The past year saw a steadying in prices and a lot more transactions than the prior year, says Elizabeth F. Stribling, president of Manhattan’s Stribling & Associates, Ltd. brokerage, and she feels that equilibrium should continue. “I don’t think prices will go up too rapidly. We’ve got a balanced market,” Stribling says. “I’m hoping this year will be as strong and steady as last year, with modest price increases.”
Slow or not, 2010 sales were a marked difference from the year before. For the first six months of 2009, the city’s major brokerages did almost no business at all, but by the last quarter of that year, sales had picked up. From 2010 through the present, the New York City real estate market has continued its steady climb back up in pricing and activity. It is still largely a buyer’s market, however, and deals can be found, if prospective buyers are shrewd enough to find them.
Finding those deals depends upon what a buyer knows, and the amount of legwork he or she wants to do. It also depends upon the professional help the buyer gets. In the ultra-competitive world of New York City real estate, the sound judgment of a seasoned professional could make the difference between finding the right place and looking for another year or two.
Prices for Manhattan apartments continued to increase in the fourth quarter of 2010, with average sale prices up 8 percent from the same period the year before, according to the fourth quarter 2010 report on the residential real estate market done by Brown Harris Stevens. Co-op prices also continued to climb, with more buyers opting for larger apartments, compared to 2009. Sales of larger units of two bedrooms or more were up 40 percent from the same period a year prior. The overall average co-op price in Manhattan rose 17 percent over the year, to $1.158 million.
On the positive side, the residential real estate market in the city has rebounded much faster than most people anticipated. But a lack of new inventory coming to market already has had the effect of creating some bidding wars between buyers. Such competitions aren’t occurring for every property, which may be some evidence of a balance in inventory, Stribling says.
“According to Jonathan Miller [CEO of real estate appraisal and consulting firm Miller Samuel Inc.], during the last quarter of 2010, we were at a 10-year average of inventory,” Stribling says.
It seems the good news was somewhat unexpected. Gregory J. Heym, chief economist for the Halstead Property brokerage, says nobody expected the city’s real estate market to rebound so fast. It has followed the local economy, which also bounced back quickly.
“Unemployment in New York City was at 10.5 percent in early 2010, and ended 2010 at 8.9 percent," Heym says. "People are coming here and staying here. The city created 51,000 private sector jobs last year—the most since 2007."
Heym expects job growth in the city to continue this year, with the finance sector adding more jobs. Health care, education and tourism also are growing in New York.
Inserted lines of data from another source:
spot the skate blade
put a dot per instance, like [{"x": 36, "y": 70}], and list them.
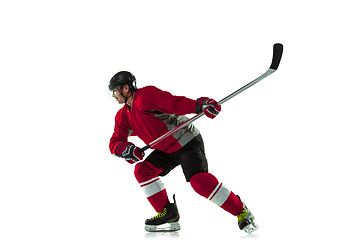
[
  {"x": 251, "y": 227},
  {"x": 166, "y": 227}
]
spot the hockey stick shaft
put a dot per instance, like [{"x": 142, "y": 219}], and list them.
[{"x": 277, "y": 53}]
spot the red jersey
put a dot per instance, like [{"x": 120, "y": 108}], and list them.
[{"x": 153, "y": 113}]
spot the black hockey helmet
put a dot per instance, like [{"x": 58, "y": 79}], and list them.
[{"x": 120, "y": 79}]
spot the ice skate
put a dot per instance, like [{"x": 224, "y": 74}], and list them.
[
  {"x": 246, "y": 221},
  {"x": 165, "y": 221}
]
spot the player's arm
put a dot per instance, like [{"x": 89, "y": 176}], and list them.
[
  {"x": 166, "y": 102},
  {"x": 119, "y": 145}
]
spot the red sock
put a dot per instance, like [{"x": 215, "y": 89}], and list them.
[
  {"x": 209, "y": 187},
  {"x": 148, "y": 178}
]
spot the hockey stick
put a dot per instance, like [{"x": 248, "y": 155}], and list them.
[{"x": 277, "y": 53}]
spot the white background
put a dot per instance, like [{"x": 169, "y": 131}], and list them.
[{"x": 289, "y": 146}]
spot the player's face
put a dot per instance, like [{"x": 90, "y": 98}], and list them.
[{"x": 118, "y": 97}]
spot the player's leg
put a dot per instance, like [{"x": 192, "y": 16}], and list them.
[{"x": 147, "y": 173}]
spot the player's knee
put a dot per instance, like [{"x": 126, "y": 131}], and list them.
[
  {"x": 204, "y": 183},
  {"x": 144, "y": 171}
]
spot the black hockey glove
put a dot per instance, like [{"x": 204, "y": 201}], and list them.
[{"x": 129, "y": 151}]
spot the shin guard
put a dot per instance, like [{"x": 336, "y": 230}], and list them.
[
  {"x": 209, "y": 187},
  {"x": 148, "y": 177}
]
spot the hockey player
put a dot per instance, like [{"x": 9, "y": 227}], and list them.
[{"x": 149, "y": 113}]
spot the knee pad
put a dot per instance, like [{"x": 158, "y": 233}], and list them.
[
  {"x": 144, "y": 171},
  {"x": 204, "y": 183},
  {"x": 207, "y": 185}
]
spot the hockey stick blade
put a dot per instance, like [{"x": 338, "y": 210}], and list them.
[{"x": 277, "y": 53}]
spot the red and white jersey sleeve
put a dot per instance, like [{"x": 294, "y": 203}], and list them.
[{"x": 153, "y": 113}]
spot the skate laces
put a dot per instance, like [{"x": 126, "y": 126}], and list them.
[{"x": 160, "y": 214}]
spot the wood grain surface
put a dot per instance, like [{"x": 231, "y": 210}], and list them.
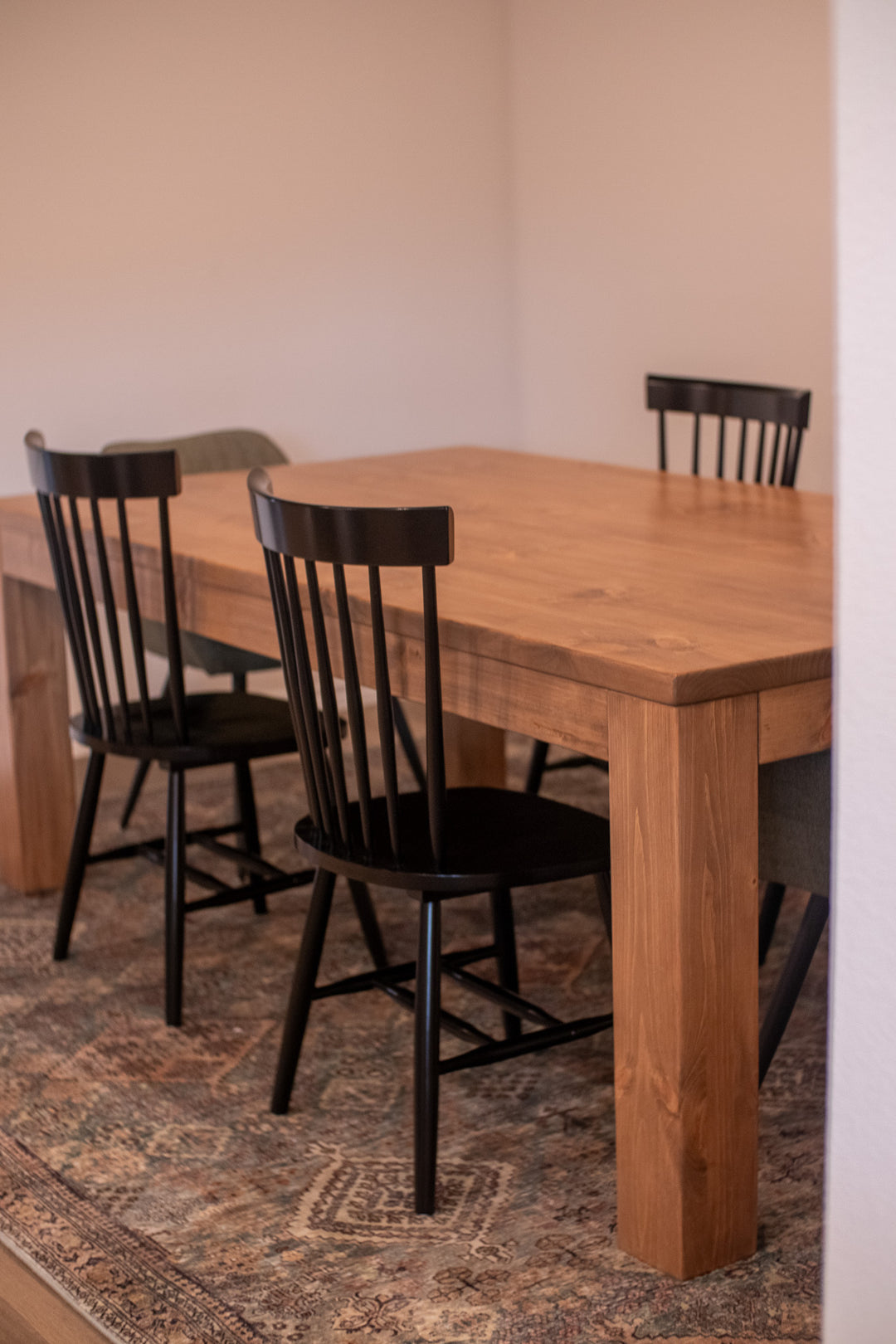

Even with this economic boost, average real estate prices in the city are higher than a decade ago, but still 10 to 15 percent lower than their peak in 2007-2008.
“Certainly we’ve had to live in the past years with a great deal of uncertainty,” Heym says. “But the local economy and real estate is poised for another good year.”
Stephen Kliegerman, executive director of development marketing for Halstead Property, says the recovery in the city’s real estate market is outpacing the national recovery. Part of that local recovery is due to the unfulfilled desires of buyers, who were holding back from buying due to the economy or who couldn’t get the financing to buy. “There was a lot of pent-up demand that’s fueled the marketplace recently,” he says.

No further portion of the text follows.